Consider values x =[13,17,19,23,29,31,37,41,43,47] which are all

indivible(as it were) by any member of A.

***************

Kermit says:

Where A = [2,3,5,7,11]

************

chrisdarroch says:

Consider the results of n+x: [51,55,57,61,75,79,81,85]

*******

Kermit says:

38 + [13,17,19,23,29,31,37,41,43,47]

=[51,55,57,61, 75, 79, 81, 85]

Since A = [2,3,5,7,11], consider representing each of the numbers in x ,

[13,17,19,23,29,31,37,41,43,47]

by the set of remainders when divided by an element in A.

That is,

13 = [1,1,3,6,2] since 13 has remainder 1 when divided by 2, remainder 1 when divided by 3,

remainder 3 when divided by 5, remainder 6 when divided by 7, remainder 2 when divided by 11.

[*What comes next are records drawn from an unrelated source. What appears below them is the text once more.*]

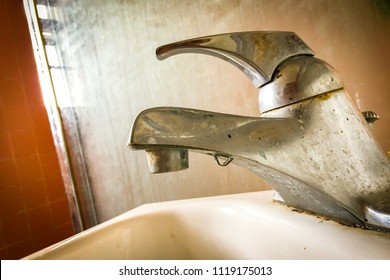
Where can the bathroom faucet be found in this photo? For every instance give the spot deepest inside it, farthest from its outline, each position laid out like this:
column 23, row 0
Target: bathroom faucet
column 310, row 144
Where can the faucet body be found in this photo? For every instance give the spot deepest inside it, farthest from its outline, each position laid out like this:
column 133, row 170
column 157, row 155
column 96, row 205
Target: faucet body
column 310, row 143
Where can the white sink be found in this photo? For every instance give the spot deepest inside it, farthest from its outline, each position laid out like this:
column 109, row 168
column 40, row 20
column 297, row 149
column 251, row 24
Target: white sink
column 241, row 226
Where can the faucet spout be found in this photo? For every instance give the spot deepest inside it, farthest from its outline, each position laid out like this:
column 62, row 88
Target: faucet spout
column 310, row 143
column 207, row 132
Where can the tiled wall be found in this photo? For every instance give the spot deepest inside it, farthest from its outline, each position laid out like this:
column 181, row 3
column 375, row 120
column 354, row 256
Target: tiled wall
column 33, row 207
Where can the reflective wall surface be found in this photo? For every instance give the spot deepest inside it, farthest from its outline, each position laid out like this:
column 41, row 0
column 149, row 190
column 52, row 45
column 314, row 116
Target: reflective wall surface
column 103, row 66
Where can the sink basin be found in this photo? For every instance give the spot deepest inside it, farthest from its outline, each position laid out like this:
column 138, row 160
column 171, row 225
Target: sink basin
column 240, row 226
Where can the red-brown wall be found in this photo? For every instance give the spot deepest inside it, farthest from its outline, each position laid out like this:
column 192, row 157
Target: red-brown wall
column 33, row 208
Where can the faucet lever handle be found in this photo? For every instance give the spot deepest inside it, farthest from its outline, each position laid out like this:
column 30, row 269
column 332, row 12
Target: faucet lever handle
column 256, row 54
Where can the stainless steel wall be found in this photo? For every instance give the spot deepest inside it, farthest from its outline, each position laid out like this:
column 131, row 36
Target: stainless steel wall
column 106, row 73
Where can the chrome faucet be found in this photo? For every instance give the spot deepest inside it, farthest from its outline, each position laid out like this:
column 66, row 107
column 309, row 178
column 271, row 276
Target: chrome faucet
column 310, row 143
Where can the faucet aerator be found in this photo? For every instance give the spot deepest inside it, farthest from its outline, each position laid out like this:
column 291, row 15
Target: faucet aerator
column 166, row 160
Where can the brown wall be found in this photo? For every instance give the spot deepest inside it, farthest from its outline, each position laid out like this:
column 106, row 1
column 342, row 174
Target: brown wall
column 33, row 207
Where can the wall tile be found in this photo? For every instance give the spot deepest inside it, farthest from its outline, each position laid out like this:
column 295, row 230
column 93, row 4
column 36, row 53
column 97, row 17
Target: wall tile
column 9, row 174
column 28, row 168
column 23, row 142
column 27, row 207
column 10, row 201
column 5, row 146
column 34, row 193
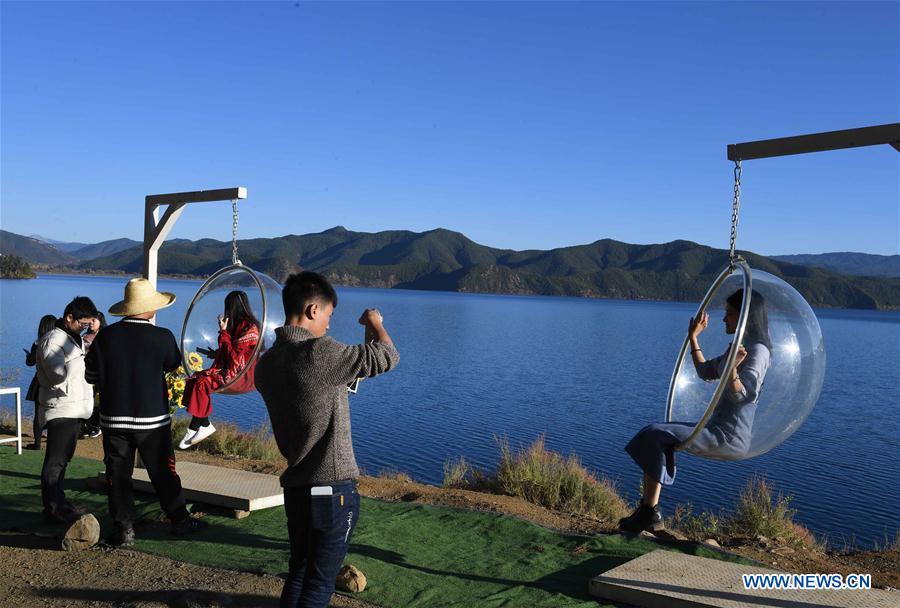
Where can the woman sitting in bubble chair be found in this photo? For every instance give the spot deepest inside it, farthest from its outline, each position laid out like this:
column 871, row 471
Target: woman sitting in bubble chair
column 728, row 431
column 238, row 337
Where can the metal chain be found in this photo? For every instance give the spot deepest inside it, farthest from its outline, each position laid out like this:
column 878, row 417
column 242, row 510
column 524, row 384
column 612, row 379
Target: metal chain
column 234, row 217
column 735, row 208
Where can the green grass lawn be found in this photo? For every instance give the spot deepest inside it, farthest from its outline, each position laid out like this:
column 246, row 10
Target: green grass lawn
column 412, row 555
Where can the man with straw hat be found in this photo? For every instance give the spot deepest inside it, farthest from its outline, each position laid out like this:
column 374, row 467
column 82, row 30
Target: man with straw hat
column 127, row 363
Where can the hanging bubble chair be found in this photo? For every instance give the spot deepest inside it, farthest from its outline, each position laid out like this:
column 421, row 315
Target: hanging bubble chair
column 255, row 298
column 796, row 369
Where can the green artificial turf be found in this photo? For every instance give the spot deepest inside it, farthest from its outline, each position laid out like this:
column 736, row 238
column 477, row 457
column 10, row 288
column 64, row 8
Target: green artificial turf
column 412, row 555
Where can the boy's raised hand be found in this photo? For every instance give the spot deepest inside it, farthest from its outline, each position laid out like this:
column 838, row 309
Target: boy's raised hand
column 375, row 330
column 371, row 317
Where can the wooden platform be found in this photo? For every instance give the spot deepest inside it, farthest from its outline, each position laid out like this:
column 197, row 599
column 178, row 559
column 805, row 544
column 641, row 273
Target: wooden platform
column 232, row 489
column 665, row 579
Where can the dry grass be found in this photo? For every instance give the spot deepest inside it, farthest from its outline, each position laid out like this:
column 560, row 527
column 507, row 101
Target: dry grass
column 757, row 512
column 230, row 441
column 542, row 477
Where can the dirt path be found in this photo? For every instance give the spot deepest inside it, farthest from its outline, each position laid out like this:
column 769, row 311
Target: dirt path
column 34, row 573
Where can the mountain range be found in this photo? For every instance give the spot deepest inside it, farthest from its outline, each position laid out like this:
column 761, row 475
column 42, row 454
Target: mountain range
column 444, row 260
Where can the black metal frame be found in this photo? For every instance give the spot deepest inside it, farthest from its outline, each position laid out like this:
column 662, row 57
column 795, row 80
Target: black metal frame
column 817, row 142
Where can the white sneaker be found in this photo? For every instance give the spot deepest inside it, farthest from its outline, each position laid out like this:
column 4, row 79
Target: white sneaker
column 185, row 442
column 201, row 434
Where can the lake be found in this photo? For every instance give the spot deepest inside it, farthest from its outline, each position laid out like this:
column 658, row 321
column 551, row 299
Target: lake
column 584, row 373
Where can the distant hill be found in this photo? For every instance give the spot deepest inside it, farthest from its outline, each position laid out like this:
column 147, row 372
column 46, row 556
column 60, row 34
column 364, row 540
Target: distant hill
column 14, row 267
column 33, row 250
column 61, row 245
column 449, row 261
column 860, row 264
column 90, row 252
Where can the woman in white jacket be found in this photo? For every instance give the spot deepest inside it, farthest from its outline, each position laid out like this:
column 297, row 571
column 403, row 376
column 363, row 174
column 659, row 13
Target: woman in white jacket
column 67, row 399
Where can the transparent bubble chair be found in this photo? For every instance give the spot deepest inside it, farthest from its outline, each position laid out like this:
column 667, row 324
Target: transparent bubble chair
column 796, row 369
column 259, row 301
column 796, row 366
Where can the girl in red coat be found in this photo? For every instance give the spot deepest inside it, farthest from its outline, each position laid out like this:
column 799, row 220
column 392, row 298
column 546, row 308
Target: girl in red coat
column 238, row 336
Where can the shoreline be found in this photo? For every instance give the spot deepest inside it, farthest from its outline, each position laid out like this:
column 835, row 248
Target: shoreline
column 883, row 564
column 111, row 274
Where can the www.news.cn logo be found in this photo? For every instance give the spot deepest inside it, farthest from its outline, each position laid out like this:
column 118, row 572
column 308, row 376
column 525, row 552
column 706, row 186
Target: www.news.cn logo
column 806, row 581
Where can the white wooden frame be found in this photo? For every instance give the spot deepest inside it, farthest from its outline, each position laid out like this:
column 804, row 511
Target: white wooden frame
column 18, row 438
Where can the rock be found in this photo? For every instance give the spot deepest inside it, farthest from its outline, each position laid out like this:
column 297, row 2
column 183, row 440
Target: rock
column 83, row 534
column 351, row 579
column 665, row 534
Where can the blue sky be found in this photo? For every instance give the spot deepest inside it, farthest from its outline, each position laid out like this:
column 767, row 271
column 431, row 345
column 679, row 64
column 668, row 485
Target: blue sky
column 522, row 125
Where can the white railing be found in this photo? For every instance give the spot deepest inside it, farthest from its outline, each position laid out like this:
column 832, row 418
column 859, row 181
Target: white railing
column 18, row 438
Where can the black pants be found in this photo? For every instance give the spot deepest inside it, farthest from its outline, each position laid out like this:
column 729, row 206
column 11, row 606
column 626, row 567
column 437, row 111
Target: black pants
column 319, row 529
column 155, row 448
column 62, row 435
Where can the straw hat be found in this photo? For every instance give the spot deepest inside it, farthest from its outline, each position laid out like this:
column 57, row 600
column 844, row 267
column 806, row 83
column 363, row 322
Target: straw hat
column 141, row 297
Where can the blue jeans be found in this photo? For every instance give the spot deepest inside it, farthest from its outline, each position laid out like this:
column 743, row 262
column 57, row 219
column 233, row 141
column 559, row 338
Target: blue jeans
column 319, row 528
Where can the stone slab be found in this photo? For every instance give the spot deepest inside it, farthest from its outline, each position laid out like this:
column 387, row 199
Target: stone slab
column 221, row 487
column 666, row 579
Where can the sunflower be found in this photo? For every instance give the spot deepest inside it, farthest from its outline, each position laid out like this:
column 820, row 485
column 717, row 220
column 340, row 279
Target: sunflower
column 195, row 361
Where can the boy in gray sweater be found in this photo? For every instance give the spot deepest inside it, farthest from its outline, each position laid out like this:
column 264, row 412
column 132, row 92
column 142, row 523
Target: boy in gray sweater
column 303, row 379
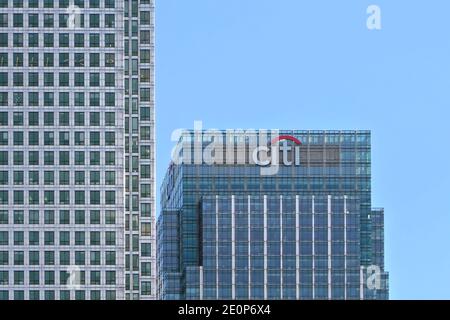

Make a matrix from x using the remainders when divided by elements of A.

A= 2 3 5 7 11

13 1 1 1 6 2

17 1 2 2 3 6

19 1 1 4 5 8

23 1 2 3 2 1

29 1 2 4 1 7

31 1 1 1 3 9

37 1 1 2 2 4

41 1 2 1 6 8

43 1 1 3 1 10

47 1 2 2 5 3

By looking at the column under the 2, we see that if n is odd, every sum will be divisible by 2,

and if n is even, no sum will be divisible by 2.

By looking at the column under the 3, we see that if n is a multiple of 3, that no sum will be divisible by 3,

and that if n has remainder 1 when divided by 3, that the number of 2's under the 3 is the number of sums that

will be divisible by 3.

Etc

Since under 3 there are 1 and 2,

and under 5 there are 1,2,3,4

and under 7 there are 1,2,3,5,6, [ but not 4]

and under 11 there are 1,2,3,4,6,7,8,9,10, [ but not 5]

then we can easily calculate what n to use to make every sum not divisible by any element of A.

n must be divisible by 2.

n must be divisible by 3.

n must be divisible by 5.

n must either be divisible by 7 or have remainder 3 when divided by 7.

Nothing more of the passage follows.